Full ACK. I usually scale the injection volume down according to the changed column diameter for a first try. Depending on the result I'd further optimize injection volume, solvent and sample concentration.

[juddc]

In my experience, column overloading in an analytical scenario is rarely a problem compared to solvent effects. I'd be more concerned about going beyond the linear range of the detector than overloading the column in most situations.

As I said, it depends upon the nature of the assay. If you're doing trace analysis, mass overloading should not be an issue. If you're assaying a drug for purity, then perhaps you should scale the injection volume.

[HPLCaddict]

In my experience, column overloading in an analytical scenario is rarely a problem compared to solvent effects. I'd be more concerned about going beyond the linear range of the detector than overloading the column in most situations.

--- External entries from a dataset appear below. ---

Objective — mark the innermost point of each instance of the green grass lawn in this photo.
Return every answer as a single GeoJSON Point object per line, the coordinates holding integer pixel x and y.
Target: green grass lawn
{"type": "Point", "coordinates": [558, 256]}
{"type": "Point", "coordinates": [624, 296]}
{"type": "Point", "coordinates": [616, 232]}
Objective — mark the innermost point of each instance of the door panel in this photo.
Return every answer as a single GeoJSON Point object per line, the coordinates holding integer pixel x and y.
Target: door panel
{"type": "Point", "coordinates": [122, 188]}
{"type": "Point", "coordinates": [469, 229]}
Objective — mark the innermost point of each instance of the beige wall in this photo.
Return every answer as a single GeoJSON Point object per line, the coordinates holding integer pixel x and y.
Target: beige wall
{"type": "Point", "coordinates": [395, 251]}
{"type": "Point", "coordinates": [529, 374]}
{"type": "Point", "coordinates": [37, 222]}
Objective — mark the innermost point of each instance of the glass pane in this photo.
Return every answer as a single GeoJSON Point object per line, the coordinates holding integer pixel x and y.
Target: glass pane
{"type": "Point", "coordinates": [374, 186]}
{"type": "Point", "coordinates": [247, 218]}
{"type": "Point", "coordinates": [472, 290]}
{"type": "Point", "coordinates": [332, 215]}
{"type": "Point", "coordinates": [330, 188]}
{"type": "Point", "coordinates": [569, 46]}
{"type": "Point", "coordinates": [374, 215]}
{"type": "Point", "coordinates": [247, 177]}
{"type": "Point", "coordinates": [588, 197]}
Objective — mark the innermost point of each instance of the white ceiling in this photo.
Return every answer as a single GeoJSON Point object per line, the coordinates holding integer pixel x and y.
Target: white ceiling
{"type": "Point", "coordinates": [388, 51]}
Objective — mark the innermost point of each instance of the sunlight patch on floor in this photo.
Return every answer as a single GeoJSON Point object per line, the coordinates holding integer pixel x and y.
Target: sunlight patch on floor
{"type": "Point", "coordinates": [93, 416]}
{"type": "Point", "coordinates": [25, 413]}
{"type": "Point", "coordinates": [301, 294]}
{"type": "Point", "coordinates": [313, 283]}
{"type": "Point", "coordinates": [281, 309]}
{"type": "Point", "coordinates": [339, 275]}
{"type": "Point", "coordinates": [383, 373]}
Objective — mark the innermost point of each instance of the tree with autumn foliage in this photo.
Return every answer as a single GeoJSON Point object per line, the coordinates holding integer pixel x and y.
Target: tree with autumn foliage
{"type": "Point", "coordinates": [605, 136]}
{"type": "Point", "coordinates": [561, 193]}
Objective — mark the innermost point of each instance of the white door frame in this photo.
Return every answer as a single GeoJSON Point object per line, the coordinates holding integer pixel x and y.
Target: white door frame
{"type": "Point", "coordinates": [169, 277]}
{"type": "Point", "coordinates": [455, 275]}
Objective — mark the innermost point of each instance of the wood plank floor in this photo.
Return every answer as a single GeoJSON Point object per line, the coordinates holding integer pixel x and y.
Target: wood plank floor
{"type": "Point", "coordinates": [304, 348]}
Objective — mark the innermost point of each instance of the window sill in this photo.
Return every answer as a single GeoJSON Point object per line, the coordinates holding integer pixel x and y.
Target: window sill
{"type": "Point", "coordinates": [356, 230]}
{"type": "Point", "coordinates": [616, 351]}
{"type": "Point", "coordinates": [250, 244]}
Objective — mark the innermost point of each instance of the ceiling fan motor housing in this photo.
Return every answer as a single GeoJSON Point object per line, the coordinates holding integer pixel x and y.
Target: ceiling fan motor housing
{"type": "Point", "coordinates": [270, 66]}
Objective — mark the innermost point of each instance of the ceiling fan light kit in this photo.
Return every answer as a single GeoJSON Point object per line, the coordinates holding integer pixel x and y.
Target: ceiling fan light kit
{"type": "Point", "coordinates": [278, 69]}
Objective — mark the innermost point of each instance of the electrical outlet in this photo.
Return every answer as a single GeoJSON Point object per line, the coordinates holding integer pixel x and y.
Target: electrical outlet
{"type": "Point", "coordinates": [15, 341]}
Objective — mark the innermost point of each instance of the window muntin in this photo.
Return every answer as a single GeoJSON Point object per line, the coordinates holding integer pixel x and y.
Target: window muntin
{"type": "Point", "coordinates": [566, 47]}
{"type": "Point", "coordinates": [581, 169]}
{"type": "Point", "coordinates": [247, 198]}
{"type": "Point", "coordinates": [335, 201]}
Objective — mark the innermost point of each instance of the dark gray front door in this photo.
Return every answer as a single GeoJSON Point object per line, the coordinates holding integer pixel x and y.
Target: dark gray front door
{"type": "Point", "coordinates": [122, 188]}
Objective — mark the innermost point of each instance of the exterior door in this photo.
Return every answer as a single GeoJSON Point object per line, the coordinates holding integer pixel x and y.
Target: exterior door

When talking about 250x4,6mm monsters, ACK . With smaller columns, like 50x3 or especially 50x2.1, column overloading can become a serious problem according to my experience. And unfortunately, the core-shell-columns like Kinetex seem to be especially sensitive, probably because of the lower surface area compared to fully porous columns...

[lmh]

I'm with judd: it really comes down to what sort of chromatographer you are. If you generally work on concentrated samples and are verging on semi-prep, then you'd need to scale down your injections, but if you're like me, and very often scraping to see the peak at all, in a minute amount of sample, narrow-bore columns make a lot of sense because I can improve my sensitivity by injecting more provided it's in a solvent as weak as, or weaker than, the running solvent. By definition, if you've got a sensitivity problem, you (almost certainly) don't have an overloading problem.

I'm rather happy that Kinetix is now available in big particle sizes for prep applications, because it's embarrassing to admit to someone that I've got them a good separation at analytical scale, but if they wish to go semi-prep (for example to get enough material for NMR of an unknown analyte), they need to change column material.

I'd agree that "UHPLC perfomance on any HPLC system" is a silly exaggeration (silly because it's unnecessary). If you put a narrow-bore Kinetix column on a 20-year-old system with tubing so wide you can use it to hold propelling pencil lead, and a 1mL volume flow-cell, it will obviously be disastrous. Speaking to a Phenomenex rep recently about their new Kinetix that combines solid core with stupidly small particles, she reckoned the improvement the solid core was giving at that level compared to fully porous stupidly small particles was quite small compared to the (huge) improvement you get when comparing solid core and fully porous 3um or 5um particles. She attributed this to the fact that very few HPLC systems are really suitable for that sort of performance; extra-column effects dominate. I'm sure Phenomenex are well aware that even their larger particle sizes do make demands on the HPLC system too. A column is just one bit of the system, and the system is as weak as its weakest part.